By personal estimation, I have found myself capable of meaningful engagement with as many as 4 or 5 sources, but tend to find my comfort level is engaging 2-3 sources. This may appear to be signs of a data addiction, but that would come from a misinterpretation of the phrases “consuming content” and “engaging sources.” The phrases are roughly synonymous, with consuming content being the general term, while engaging a source refers to a specific action, rather than the general activity. While driving, engaging a single source would be paying attention to the road. Engaging two sources would be watching the road and listening to the song on the radio, or holding a conversation with a passenger. Engaging three sources would be watching the road, talking to the passenger, and listening to the radio playing at a low enough level that it doesn’t compete with or overpower the conversation. I am confining this discussion to mental engagement; the physical engagement of interacting with devices provides an unnecessary level of complexity for this discussion.

Like memory, content consumption can be divided into short-term and long-term, as consumption is directed directly toward short-term memory and long-term memory. Depending on the nature of the car conversation, consumption may be short-term(chatting about the weather) or long-term(talking about  your mutual future). Listening to a song on the radio can similarly be short-term(enjoying the song) or long-term(analysing the song). Watching the road can be short-term(watching for traffic, signals) or long-term(memorising a new route). As can be inferred from the examples, long-term consumption tends to require a deeper level of engagement.

Much of my life is directed toward consuming content. I am by nature analytical, so I often find myself consuming even trivial content, as my mind is extremely active. Without trying, I find myself deconstructing every book, movie, game, song, or other form of content as I experience them. To go back to my essays on art, consumption of content is actively applying and criticising interpretations, often at a rapid pace as new information presents itself. When I engage a source, then, it tends toward the deeper levels. As a benefit, I tend to have a modest understanding of my experiences, but I tend to be accused of overthinking things.

On top of the method of consumption, there is the sheer scale of my consumption. I place consumption of content in its proper role, but I have watched hundreds of movies and TV shows, and have a massive list of movies and shows to watch. I have played hundreds of video games, with hundreds more readily accessible at my fingertips. I have likely read over a thousand books, and have shelves full of books I haven’t read, as well as a list of books I do not own but intend to read. One of my primary roles at my full-time job is to consume content, interpret it, and reproduce it in a more digestible form for the sake oft hose that report to me,a s well as for those to whom I report. Additionally, I likely read several thousands of words each day, as I keep myself informed about the news and other points of interest.
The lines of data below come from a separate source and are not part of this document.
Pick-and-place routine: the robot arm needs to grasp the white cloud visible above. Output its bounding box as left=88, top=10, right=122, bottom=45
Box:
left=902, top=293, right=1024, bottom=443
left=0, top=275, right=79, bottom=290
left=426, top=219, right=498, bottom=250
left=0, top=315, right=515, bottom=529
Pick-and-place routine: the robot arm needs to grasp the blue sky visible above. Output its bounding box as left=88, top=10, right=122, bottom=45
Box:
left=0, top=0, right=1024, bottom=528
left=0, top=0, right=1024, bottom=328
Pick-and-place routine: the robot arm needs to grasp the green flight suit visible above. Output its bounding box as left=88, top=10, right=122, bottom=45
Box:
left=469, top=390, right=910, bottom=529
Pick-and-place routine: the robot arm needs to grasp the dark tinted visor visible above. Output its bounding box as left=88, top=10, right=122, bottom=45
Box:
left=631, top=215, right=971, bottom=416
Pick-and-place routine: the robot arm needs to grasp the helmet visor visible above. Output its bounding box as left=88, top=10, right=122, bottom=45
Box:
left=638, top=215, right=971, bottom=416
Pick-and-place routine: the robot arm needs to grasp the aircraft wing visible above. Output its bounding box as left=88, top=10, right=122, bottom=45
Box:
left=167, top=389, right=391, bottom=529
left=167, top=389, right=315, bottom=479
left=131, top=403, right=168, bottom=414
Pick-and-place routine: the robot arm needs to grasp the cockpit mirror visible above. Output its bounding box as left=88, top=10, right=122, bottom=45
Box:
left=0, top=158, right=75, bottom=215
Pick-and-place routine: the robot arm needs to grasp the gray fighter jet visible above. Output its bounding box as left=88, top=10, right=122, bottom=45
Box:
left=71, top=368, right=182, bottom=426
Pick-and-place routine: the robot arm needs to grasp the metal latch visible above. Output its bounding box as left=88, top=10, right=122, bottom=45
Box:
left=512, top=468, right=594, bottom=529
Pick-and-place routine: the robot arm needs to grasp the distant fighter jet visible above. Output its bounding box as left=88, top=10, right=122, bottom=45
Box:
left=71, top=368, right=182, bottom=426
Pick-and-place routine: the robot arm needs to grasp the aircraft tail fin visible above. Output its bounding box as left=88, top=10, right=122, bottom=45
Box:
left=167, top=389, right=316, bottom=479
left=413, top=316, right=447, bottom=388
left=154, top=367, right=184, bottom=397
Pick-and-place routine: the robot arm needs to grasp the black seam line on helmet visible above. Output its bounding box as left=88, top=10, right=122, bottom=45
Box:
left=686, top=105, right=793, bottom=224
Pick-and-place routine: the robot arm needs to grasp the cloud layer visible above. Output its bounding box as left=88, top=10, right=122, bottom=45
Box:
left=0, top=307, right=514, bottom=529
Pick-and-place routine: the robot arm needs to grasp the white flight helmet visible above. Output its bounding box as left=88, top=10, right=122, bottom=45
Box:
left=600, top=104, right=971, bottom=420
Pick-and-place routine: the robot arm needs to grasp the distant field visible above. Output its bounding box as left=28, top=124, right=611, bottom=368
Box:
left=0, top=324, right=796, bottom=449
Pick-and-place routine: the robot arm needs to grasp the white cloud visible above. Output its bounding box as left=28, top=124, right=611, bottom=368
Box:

With all this consumption, there remains the question: to what end? Why do I consider it worth my time to consume content at such a sustained level? It is understood that engaging film will bolster your cinematic vocabulary. What is often missed is that the cinematic vocabulary is meant to be applicable to life in an analogical sense – we watch movies in part for entertainment, but also because we wish to see the reflection of truth in our own world. Explosions may be fun, but we return to the value of art. I consume this content, rapidly applying interpretations to the content, so that I might find an interpretation that helps in my edification. Each point of data helps to develop a catalog of reference points and interrelations, both for my own personal use, but also for the sake of others – by sharing what I have learned and the connections and interpretations I have drawn, I can direct them to build off my success, to reach even greater heights. Similarly, I turn to those that have come before me in consuming content, so I may in turn benefit from their curation. We have a massive network of information at our fingertips, but, more importantly, we also have useful guideposts set along the way. A herculean task is impossible for one man. The wisdom of the crowds can come to resemble a swarm at times. But, with the help of good guides, an ordinary man can see far by standing on the shoulders of giants.